1.概要
法人税の課税所得の計算は会計上の利益を前提に行われる。会計と税務で取扱いが異なり課税所得と利益に差がでることを税会不一致という。この税会不一致が生じる場合、投資法人で配当を行っていても課税が生じる場合がある。また金額によっては90%超配当要件を満たせず、配当を損金の額に算入することができなくなる可能性もある。投資法人については税会不一致に対して一定の手当てがなされている。一般的な手当として一時差異等調整引当額と一時差異等調整積立金がある。
2.一時差異等調整引当額
(1)基本的な内容
課税所得が会計上の利益を超える場合における税会不一致を所得超過税会不一致という(投資法人計算規則2条2項30号イ)。一時差異等調整引当額は所得超過税会不一致に対する一般的な手当である。
(2)一時差異等調整引当額の意義
投資法人は、その投資主に対し、役員会の承認を受けた金銭の分配に係る計算書に基づき、利益を超えて金銭の分配をすることができる(投信法137条1項本文)。これを利益超過分配金額という。この利益超過分配金額のうち、所得超過税会不一致と純資産控除項目の合計額の範囲内において、利益処分に充当するものを一時差異等調整引当額という(投資法人計算規則2条2項30号)。純資産控除項目とは、新投資口予約権並びに新投資口申込証拠金及び自己投資口の合計額が負となる場合におけるその合計額をいう(投資法人計算規則2条2項30号ロ)。

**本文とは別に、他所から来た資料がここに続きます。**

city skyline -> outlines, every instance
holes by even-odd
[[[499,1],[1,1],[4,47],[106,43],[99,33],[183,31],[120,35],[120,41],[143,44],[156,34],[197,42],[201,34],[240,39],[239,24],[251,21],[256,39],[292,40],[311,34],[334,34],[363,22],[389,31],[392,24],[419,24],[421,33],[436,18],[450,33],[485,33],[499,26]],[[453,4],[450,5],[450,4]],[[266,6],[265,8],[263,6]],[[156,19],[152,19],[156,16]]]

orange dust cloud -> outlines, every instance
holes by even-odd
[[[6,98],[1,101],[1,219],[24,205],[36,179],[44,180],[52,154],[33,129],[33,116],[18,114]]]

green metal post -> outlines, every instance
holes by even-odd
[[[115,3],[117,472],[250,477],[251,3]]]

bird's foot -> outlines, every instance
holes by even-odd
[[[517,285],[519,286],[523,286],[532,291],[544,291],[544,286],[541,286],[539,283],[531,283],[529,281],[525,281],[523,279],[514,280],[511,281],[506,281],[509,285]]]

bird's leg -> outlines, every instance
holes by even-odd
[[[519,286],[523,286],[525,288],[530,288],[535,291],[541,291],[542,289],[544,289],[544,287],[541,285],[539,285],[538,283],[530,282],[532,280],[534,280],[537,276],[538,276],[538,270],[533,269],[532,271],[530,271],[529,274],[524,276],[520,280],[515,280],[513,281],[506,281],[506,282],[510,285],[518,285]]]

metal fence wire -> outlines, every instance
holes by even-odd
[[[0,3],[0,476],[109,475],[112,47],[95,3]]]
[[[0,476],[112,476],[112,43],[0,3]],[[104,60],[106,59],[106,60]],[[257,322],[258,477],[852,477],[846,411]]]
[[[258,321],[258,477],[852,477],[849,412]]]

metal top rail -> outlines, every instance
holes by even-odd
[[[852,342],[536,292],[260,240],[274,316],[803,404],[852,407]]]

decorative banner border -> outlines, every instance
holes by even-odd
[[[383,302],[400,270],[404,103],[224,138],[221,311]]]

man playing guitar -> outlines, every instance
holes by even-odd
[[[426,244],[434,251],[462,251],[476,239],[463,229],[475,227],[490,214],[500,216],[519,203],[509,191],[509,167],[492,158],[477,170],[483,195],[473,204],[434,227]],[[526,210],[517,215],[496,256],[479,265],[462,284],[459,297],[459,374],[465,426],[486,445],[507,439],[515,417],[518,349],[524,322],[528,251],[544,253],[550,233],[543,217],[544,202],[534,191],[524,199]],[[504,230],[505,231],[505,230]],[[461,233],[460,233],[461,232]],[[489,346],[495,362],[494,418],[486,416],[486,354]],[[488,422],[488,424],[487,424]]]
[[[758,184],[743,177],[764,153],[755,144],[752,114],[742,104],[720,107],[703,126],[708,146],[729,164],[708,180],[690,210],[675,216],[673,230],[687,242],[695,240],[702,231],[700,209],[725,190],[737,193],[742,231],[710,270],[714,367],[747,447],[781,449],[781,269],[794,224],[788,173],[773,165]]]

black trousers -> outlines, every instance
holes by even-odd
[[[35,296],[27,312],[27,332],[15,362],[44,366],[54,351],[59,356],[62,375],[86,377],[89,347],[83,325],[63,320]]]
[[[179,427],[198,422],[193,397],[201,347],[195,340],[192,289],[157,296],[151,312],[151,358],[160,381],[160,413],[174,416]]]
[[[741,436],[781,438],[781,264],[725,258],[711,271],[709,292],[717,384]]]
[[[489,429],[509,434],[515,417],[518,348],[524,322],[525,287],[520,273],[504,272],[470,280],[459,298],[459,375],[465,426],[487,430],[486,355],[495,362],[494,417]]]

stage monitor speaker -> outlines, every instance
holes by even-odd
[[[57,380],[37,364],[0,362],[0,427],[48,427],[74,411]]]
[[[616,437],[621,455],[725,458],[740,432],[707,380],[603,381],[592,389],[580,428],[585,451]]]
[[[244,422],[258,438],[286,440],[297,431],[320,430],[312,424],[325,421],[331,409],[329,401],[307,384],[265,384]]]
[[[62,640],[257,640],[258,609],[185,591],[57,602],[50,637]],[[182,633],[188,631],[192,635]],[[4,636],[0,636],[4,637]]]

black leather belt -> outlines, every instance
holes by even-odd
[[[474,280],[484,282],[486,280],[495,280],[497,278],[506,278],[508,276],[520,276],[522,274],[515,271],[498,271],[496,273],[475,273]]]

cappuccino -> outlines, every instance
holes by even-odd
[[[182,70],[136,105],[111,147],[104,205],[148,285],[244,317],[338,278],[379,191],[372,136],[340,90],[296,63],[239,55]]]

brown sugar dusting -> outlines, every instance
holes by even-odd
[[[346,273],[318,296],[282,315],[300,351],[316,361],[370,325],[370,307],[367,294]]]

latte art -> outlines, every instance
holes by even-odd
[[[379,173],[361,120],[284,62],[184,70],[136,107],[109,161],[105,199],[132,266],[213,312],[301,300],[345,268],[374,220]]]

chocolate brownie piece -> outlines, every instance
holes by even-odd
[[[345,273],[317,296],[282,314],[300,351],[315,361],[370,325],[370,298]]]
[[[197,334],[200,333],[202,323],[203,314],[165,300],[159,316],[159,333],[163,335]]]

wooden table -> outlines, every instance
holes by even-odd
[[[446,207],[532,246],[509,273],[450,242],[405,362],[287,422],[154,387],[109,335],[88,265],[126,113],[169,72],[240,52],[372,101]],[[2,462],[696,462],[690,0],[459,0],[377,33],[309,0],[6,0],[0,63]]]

一時差異等調整引当額は利益超過分配の一部であるため、一時差異等調整引当額は利益超過分配であるが、利益超過分配がすべて一時差異等調整引当額でないことに注意する必要がある。
(3)一時差異等調整引当額の会計上の取扱い
一時差異等調整引当額は出資総額から控除され、他の出資総額控除額と区分して表示しなければならない(投資法人計算規則39条3項)。
(4)一時差異等調整引当額の税務上の取扱い
投資法人が支払う配当等は導管性要件を満たすことで損金の額に算入することができる。この配当等は基本的に投信法上の金銭の分配の額である(措法67条の15第1項、法法23条1項2号)。従って導管性要件を満たした投資法人が金銭の分配を行えば、原則としてその金銭の分配の額は損金の額に算入することができる。ただし損金の算入の対象となる金銭の分配から出資等減少分配は除外されている(法法23条1項2号かっこ書き)。そのため出資等減少分配を行っても基本的に損金の額に算入することができない。出資等減少分配は税務上の用語であり、出資総額等の減少に伴う金銭の分配のことをいう。利益超過分配は会計上の用語であるが、基本的に出資等減少分配に該当する。そのため基本的に損金の額に算入することができない。一時差異等調整引当額は利益超過分配であるため、この論理では損金の額に算入することができないように思える。しかし利益超過分配のうち一時差異等調整引当額となる部分は、税務上出資等減少分配から除外されている(法規8条の4)。そのため導管性要件を満たすことで一時差異等調整引当額を損金の額に算入することができる。
3.一時差異等調整積立金
(1)基本的な内容
会計上の利益が課税所得を超える場合における税会不一致を利益超過税会不一致という(投資法人計算規則2条2項31条)。一時差異等調整積立金は利益超過税会不一致に対する一般的な手当である。利益超過税会不一致が生じる場合、会計上の利益が課税所得を上回っているので、会計上の利益を配当することにより課税所得はなくなる。しかし利益超過税会不一致が解消したときに配当できる利益が少なくなり課税が生じる可能性がある。かといって利益超過税会不一致が生じたときに配当を少なくするとは90%超配当要件を満たせなくなる可能性が出てくる。これに対応するのが一時差異等調整積立金である。
(2)一時差異等調整積立金の意義
一時差異等調整積立金とは、投資法人が金銭の分配に係る計算書に基づき積み立てた任意積立金のうち、利益超過税会不一致の範囲内において、将来の利益処分に充当する目的のために留保したものをいう(投資法人計算規則2条2項31条)。
(3)一時差異等調整積立金の会計上の取扱い
一時差異等調整積立金は任意積立金に含まれるが、一時差異等調整積立金は他の任意積立金と区分して表示しなければならない(投資法人計算規則39条5項)。
(4)一時差異等調整積立金の税務上の取扱い
他の任意積立金と区分して表示された一時差異等調整積立金の金額は配当可能利益の額から控除される(措規22条の19第2項3号)。そのため利益超過税会不一致が生じた事業年度に一時差異等調整積立金を積み立てることで、その部分は配当しなくても90%超配当要件を満たすことができる。